US: PGIM Real Estate has shifted its senior housing investment strategy from closed-end funds to an open-ended model.
PGIM managing director Steve Blazejewski said the move is because investors in the space have grown more savvy as the product type has become more mainstream. He added the company’s senior housing investment strategy must develop a “more perpetual structure”.
“We have over $30 billion invested in various open-ended fund structures,” said Blazejewski. “There is an opportunity for the senior housing sector to move in that direction.”
Open-ended funds are different from closed-end funds in that there is no limit to the number of shares they can issue or redeem with shareholders. While the company’s investment strategy is changing with the move, Blazejewski said it would not impact the way the company works with its operating partners.
He said the new structure gives investors “semi-permanent exposure with liquidity, taking away so-called ‘vintage risk.’”

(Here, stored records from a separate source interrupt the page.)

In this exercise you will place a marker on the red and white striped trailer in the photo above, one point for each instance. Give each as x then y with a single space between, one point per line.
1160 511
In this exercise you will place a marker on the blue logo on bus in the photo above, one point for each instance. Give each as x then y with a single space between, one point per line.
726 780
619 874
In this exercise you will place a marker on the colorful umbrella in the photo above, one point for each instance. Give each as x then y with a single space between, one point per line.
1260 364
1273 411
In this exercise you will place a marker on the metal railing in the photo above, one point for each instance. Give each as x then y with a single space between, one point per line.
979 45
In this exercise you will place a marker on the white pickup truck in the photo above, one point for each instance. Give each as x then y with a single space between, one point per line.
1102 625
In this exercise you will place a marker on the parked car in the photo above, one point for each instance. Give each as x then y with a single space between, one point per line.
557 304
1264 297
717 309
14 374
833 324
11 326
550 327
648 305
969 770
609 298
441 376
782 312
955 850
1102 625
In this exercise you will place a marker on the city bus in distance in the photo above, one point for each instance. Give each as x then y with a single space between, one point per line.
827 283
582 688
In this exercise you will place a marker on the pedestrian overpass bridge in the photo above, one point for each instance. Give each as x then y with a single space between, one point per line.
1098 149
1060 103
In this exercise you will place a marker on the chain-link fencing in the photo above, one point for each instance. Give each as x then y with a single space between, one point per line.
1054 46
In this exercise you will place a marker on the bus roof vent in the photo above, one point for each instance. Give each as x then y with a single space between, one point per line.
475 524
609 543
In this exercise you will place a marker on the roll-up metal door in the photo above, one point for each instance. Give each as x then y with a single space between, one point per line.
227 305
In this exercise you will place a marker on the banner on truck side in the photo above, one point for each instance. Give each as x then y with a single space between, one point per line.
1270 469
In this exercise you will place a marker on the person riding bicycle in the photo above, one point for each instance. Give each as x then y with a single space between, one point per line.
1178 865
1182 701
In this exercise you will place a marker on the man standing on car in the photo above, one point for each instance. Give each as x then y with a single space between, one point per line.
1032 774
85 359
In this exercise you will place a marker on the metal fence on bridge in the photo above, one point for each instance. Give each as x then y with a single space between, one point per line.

“We think it’s time for the industry to have permanent capital available to operators to capitalise their communities and their projects that is not a publicly-traded real estate investment trust and is not subject to public reporting requirements,” he added. “We’re at a point where there is sufficient size and liquidity within seniors housing to be able to create liquidity for an investor if and when they want to exit that investment.”
PGIM is the real estate asset management component of life insurance company Prudential Financial. It has invested almost three quarters of the $996 million it raised for its last close-ended fund for senior housing. In 2021, it invested $1.6 billion in senior living.